Still, one question may yet delay new CMBS deals: That is the
matter of whether issuers need to retain a stake in the deal,
Wheeler said. In the past there was no requirement do so, prompting
criticism that the lack of a stake in a deal encouraged banks to
sell deals they wouldn't hold in their own portofolios.
"This lack of clarity is limiting loan origination to the
largest banks who have the capacity to hold these loans on balance
sheets if they can't securitize them," Wheeler said.
Sentiment in the secondary market where exisiting deals are
traded is better, though much of the confidence stems from lower
prices. Even though the oulook for the sector remains dim with
rising delinquencies and falling property prices, interest from
both traditional and non-traditional investors has ramped up.
Many see these bonds, with built-in cushions to protect
investors in the event of default, are seen as safer investment
options. They also are attractive given that their prices are much
cheaper than comparable assets in other classes, and with yields on
top-rated bonds between 7% and 12%.
Roger Bayston, a senior vice president at Franklin Templeton
Fixed Income, said his company continues to hold commercial
mortgages.
He added that price dislocations in the market opened up buying
opportunities, especially among lower-rated tranches.
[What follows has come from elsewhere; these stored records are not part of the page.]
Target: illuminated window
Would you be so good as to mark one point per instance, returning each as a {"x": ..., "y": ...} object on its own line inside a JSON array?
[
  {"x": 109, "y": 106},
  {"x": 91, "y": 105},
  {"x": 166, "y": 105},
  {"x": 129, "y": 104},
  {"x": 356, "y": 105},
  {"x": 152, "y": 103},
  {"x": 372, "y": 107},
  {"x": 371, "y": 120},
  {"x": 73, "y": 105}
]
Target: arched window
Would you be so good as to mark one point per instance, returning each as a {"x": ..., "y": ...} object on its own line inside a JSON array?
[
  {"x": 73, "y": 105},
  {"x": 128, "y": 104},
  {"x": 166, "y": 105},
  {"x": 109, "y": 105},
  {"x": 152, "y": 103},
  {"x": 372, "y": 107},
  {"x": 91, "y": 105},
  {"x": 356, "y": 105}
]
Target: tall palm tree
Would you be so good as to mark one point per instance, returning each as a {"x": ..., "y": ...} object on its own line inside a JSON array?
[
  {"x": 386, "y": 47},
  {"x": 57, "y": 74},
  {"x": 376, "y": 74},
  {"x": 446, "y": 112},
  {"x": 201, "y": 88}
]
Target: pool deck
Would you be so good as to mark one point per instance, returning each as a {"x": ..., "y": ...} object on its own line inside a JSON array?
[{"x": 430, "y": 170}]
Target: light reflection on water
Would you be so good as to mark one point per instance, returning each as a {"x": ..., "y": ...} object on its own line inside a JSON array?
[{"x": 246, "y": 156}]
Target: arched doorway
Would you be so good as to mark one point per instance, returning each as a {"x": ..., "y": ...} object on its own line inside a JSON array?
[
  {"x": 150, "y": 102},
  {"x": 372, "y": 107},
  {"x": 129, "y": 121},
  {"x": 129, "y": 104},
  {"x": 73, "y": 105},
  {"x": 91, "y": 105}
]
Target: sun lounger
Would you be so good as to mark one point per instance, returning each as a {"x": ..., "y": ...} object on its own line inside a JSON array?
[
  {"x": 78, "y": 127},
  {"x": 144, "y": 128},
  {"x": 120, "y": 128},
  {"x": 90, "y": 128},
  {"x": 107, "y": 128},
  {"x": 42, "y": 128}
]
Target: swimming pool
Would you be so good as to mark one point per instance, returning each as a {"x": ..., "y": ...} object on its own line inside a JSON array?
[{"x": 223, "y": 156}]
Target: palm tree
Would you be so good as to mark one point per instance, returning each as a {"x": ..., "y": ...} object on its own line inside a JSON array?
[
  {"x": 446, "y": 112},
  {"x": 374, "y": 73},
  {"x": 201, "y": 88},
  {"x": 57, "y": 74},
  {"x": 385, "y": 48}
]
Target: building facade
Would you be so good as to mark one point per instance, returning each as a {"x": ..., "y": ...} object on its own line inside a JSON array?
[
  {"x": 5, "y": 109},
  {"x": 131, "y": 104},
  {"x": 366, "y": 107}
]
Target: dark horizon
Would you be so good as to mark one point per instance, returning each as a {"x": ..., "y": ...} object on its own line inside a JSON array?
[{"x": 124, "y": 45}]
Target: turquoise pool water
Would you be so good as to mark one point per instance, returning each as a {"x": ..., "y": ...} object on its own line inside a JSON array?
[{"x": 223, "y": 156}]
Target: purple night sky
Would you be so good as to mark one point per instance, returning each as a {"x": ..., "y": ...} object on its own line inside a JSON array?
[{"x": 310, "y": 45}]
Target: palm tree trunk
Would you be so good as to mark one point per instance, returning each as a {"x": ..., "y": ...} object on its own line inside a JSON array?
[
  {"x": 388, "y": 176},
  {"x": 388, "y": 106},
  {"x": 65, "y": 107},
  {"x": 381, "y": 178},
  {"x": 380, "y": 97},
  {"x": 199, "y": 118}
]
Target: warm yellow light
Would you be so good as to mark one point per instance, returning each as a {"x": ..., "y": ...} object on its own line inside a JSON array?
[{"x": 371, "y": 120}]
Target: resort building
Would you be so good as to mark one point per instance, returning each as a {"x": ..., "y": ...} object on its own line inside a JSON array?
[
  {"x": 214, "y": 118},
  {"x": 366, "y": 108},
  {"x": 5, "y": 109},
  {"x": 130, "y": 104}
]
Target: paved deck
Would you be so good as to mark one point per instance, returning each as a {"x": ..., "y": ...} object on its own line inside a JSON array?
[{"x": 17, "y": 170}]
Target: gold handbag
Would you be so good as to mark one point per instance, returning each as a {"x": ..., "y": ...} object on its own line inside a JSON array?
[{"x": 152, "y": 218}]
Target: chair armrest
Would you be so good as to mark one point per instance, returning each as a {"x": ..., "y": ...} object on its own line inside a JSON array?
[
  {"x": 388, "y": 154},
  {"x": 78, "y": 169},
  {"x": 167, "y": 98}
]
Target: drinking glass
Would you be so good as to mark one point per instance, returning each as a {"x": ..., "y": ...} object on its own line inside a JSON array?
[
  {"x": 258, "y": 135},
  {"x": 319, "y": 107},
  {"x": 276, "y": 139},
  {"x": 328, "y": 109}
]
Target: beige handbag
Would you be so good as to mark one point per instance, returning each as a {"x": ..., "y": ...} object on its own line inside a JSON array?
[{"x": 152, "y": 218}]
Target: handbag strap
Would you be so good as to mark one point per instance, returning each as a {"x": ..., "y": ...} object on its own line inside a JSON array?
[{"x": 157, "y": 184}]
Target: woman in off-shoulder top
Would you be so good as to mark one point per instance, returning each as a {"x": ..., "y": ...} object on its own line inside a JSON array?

While TALF helped jumpstart consumer-related asset-backed
issuance, additional complexities of pooling commercial loans, the
longer terms of those loans, and the continued deterioration of the
fundamentals backing those loans, made the program much less
effective, Bayston said.
"TALF is no longer a big factor, and doesn't have much influence
in new issue CMBS," he said.
So it's unlikely that there will be another request to extend
the program for new issues beyond the June deadline.
"Six months ago, it was important to extend the deadline on TALF
for new issues. Now the market has moved on," Wheeler said.